Al riguardo, si sottolinea come, nel caso di specie, la banca si era rifiutata di pagare anche in forza della sentenza esecutiva del Tribunale di Firenze e del relativo precetto e si era reso necessario il pignoramento.
Questo aspetto, noto alla Corte, non è stato ritenuto però influente.
E, in effetti, a rigor di diritto, non avrebbe dovuto esserlo.

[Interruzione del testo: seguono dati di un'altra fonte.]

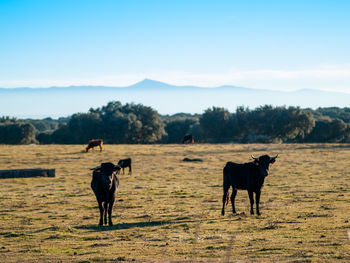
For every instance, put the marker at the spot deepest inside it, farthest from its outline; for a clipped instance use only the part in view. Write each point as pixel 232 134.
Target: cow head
pixel 107 170
pixel 263 163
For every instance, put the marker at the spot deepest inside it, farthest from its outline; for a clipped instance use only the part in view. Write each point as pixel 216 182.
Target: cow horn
pixel 273 158
pixel 96 168
pixel 256 159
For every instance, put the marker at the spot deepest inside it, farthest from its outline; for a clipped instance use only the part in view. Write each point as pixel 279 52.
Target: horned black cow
pixel 123 163
pixel 247 176
pixel 105 184
pixel 188 138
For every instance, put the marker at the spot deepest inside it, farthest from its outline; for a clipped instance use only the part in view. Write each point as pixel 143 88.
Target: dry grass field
pixel 170 211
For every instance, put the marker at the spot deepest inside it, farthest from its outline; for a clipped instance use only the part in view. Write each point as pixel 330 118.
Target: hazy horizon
pixel 262 45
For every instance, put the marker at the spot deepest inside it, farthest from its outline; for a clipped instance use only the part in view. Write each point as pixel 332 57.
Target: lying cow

Tuttavia, con l'impostazione che ha dato la Corte, resta inspiegato perchè, anche ammesso e non concesso che una parte della sentenza avrebbe potuto essere riformata (ma per altra parte sarebbe comunque rimasta in piedi), la Corte abbia avuto maggiore preoccupazione di un “eventuale” ritardo nella restituzione di quanto ricevuto da parte dell'appellato, piuttosto che di un pagamento da parte della banca che ha già deliberatamente ignorato una sentenza esecutiva del Tribunale.
Un'ultima osservazione.
Nell'ordinanza viene inaspettatamente sospesa l'efficacia esecutiva della sentenza di primo grado, come richiesto dall'appellante.
Ma, essendo l'esecuzione già iniziata, la Corte avrebbe dovuto sospendere l'esecuzione e non l'efficacia esecutiva, che può, appunto, essere sospesa solo se l'esecuzione non è ancora stata promossa.
Alla luce di tutto quanto sopra, sembrerebbe che il mutamento giurisprudenziale della Corte sulla concessione della sospensiva sia radicale, con ciò aprendo una nuova frontiera nel mondo della inibitoria.